Home Backend Development PHP Tutorial Introduction to several methods of crawling pages with php curl_PHP Tutorial

Introduction to several methods of crawling pages with php curl_PHP Tutorial

Jul 20, 2016 am 11:11 AM
curl php host introduce to use several kinds Can us crawl data method page

Curl mainly captures data. Of course, we can use other methods to capture it, such as fsockopen, file_get_contents, etc. But it can only capture those pages that can be directly accessed.
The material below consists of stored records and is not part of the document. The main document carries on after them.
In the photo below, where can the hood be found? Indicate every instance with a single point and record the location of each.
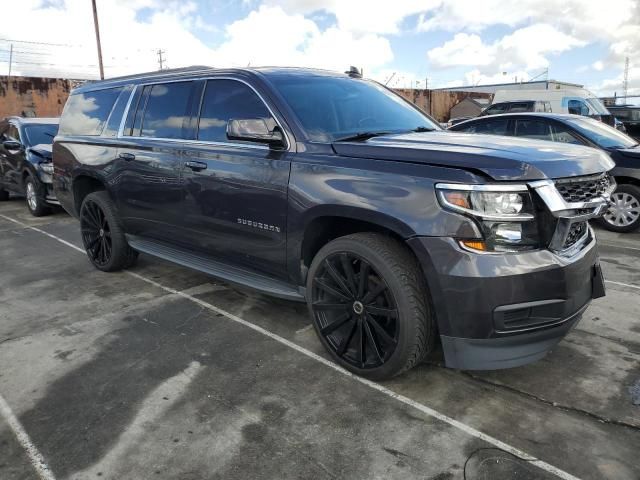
(42, 150)
(501, 158)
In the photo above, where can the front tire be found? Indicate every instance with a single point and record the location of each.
(103, 235)
(35, 198)
(624, 214)
(369, 305)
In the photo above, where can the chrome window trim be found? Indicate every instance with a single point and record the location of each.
(203, 142)
(125, 114)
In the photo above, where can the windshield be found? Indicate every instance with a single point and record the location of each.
(598, 106)
(331, 108)
(40, 133)
(602, 134)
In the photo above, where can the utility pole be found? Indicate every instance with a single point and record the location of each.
(625, 81)
(10, 58)
(95, 22)
(160, 59)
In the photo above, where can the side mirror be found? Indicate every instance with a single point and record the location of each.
(11, 145)
(255, 130)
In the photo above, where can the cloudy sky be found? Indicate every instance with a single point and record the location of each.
(452, 42)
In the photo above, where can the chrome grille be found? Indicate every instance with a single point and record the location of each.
(583, 189)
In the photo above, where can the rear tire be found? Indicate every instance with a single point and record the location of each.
(624, 215)
(35, 197)
(103, 235)
(369, 304)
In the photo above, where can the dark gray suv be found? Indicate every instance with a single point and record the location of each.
(328, 188)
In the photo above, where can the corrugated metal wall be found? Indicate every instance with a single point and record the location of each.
(33, 96)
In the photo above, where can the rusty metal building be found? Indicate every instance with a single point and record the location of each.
(34, 96)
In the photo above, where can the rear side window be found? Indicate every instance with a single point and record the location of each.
(519, 107)
(225, 100)
(167, 110)
(537, 129)
(498, 126)
(87, 113)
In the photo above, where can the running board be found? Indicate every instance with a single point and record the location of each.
(220, 270)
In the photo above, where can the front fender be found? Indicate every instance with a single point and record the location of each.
(396, 196)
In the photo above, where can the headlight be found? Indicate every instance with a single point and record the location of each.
(504, 213)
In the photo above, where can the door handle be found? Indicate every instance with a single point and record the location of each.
(195, 166)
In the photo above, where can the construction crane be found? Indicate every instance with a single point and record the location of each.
(625, 81)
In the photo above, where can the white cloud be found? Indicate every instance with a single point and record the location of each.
(525, 48)
(362, 16)
(292, 40)
(297, 41)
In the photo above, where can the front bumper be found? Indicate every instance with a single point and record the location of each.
(501, 311)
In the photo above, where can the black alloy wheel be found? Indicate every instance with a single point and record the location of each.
(96, 233)
(370, 305)
(355, 310)
(102, 234)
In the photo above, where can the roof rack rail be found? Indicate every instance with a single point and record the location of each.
(160, 73)
(354, 72)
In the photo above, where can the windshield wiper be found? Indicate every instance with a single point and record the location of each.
(361, 136)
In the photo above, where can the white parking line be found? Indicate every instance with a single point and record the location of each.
(628, 285)
(35, 457)
(384, 390)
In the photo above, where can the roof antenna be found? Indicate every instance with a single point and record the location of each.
(353, 72)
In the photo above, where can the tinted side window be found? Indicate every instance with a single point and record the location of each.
(493, 127)
(519, 107)
(167, 110)
(225, 100)
(87, 113)
(538, 129)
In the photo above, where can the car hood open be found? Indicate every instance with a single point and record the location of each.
(501, 158)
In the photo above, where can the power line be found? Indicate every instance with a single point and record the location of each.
(39, 43)
(97, 27)
(160, 59)
(625, 81)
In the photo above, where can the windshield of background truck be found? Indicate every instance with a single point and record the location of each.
(330, 108)
(40, 133)
(601, 134)
(598, 106)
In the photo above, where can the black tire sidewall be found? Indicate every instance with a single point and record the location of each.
(121, 254)
(635, 192)
(41, 206)
(407, 327)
If you want to capture pages with page access control, or pages after logging in, it will be more difficult.

is to retrieve the PHP homepage and put it into a file.

Example 1. Use PHP's CURL module to retrieve the PHP homepage

 代码如下 复制代码
$ch = curl_init();
curl_setopt($ch, CURLOPT_URL, "http://localhost/mytest/phpinfo.php");
curl_setopt($ch, CURLOPT_HEADER, false);
curl_setopt($ch, CURLOPT_RETURNTRANSFER, 1); //如果把这行注释掉的话,就会直接输出
$result=curl_exec($ch);
curl_close($ch);


2. Use a proxy to crawl

Why use a proxy to crawl Woolen cloth? Take Google as an example. If you capture Google's data very frequently in a short period of time, you won't be able to capture it. When Google restricts your IP address, you can change the proxy and crawl again.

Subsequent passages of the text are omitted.